Your dress is great! I’m pretty sure that I didn’t have this drafting issue (I’ve made the Belladone twice). With the invisible zip, I inserted it starting about 5cm down from the top seam which looks a bit neater. Perhaps it makes the dress a bit trickier to get in and out of but it’s not been a big problem http://funkbunnysgarden.blogspot.com.au/2013/09/tiger-print-belladone-frocktails-dress.html
Wow thanks for all the details! I love the design on the back. It is a very unique dress.
what a lovely dress, worth the trouble I hope, you look great in it and love the group photo, you all look cool!
That dress is lovely and I am sure my daughter would like it. Thanks for pointing out the problems you had with the pattern – I will be sure to check those if I make it.

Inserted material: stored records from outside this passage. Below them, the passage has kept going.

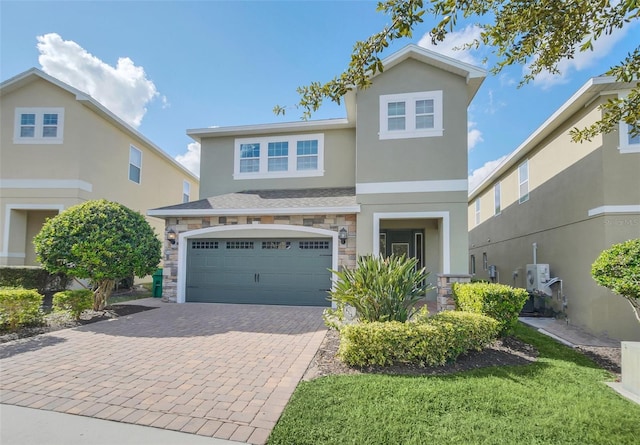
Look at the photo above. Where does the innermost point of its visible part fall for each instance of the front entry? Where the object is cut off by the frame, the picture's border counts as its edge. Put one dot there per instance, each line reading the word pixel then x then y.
pixel 408 242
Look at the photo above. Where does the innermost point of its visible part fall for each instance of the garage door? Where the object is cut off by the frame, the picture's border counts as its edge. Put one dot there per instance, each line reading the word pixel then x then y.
pixel 259 271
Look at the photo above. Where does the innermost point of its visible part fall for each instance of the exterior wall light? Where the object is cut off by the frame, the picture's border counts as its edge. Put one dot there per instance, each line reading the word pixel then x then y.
pixel 342 235
pixel 171 236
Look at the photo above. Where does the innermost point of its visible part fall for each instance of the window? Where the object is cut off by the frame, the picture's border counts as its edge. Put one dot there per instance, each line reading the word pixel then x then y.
pixel 411 115
pixel 523 181
pixel 628 143
pixel 279 156
pixel 186 191
pixel 38 126
pixel 135 164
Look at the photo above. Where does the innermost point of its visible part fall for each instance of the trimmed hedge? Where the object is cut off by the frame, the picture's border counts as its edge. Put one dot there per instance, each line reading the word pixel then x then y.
pixel 436 341
pixel 498 301
pixel 19 307
pixel 32 277
pixel 75 302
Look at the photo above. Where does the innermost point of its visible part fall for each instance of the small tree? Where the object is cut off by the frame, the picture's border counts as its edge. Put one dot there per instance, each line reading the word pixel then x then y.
pixel 618 268
pixel 99 240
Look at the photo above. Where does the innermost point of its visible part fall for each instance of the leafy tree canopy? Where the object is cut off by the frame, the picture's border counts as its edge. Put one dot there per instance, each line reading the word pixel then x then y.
pixel 537 33
pixel 100 240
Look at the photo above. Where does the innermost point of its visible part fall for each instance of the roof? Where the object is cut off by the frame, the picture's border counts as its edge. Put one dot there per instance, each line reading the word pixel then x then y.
pixel 593 88
pixel 473 75
pixel 268 202
pixel 25 78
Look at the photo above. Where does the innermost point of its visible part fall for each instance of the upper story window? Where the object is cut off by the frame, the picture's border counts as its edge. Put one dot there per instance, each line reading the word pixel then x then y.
pixel 523 181
pixel 186 191
pixel 279 156
pixel 135 164
pixel 477 211
pixel 411 115
pixel 38 126
pixel 628 143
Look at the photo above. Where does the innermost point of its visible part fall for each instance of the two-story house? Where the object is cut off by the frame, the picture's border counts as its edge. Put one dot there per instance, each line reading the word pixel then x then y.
pixel 60 147
pixel 284 203
pixel 558 203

I had to go back and re-read this because I was so awed by your self-made bias tape. I have been sewing off and on for over 50 years but only recently learned to make my own bias tape, so reading you had some just lying about was inspiring and, well, awesome.
Your dress is adorable, looks fab on you, and I’m not surprised about the drafting error. Back when I first learned to sew, commercial patterns were reliable – know your measurements-choose a pattern-sew and go. But since the late 90s that’s changed, I haven’t been able to sew any pattern from any commercial maker without first doing a muslin to make adjustments and corrections – even the most simple, marked as ‘learn to sew’ patterns. Very annoying and time consuming but heigh ho, we budget the time and get on with it:)
I had exactly the same problem with the back neckline, I assumed it was me but perhaps it was an error with the pattern. I also made exactly the same tuck in the list back bodice (now changed on pattern piece), and have the same pulling at the back neckline as you.
Your version us very cute though!
The fabric is adorable and the dress looks so cute. Congrats!
I always create my own patterns and still sometimes you only find out which adjustments need to be made at fitting. It is a bit frustrating to cut and sew over and over again, but it is part of the process of having one-of-a-kind outfits with perfect fit. Please keep sharing your sewing experinces!
Ooh what fun, nice to see a gathering of feline sewists!
Your dress looks lovely! I love the style, the back is really cute and looks especially cute in the kitty fabric. So very interesting about the pattern faults, look forward to knowing if others have had the same issue.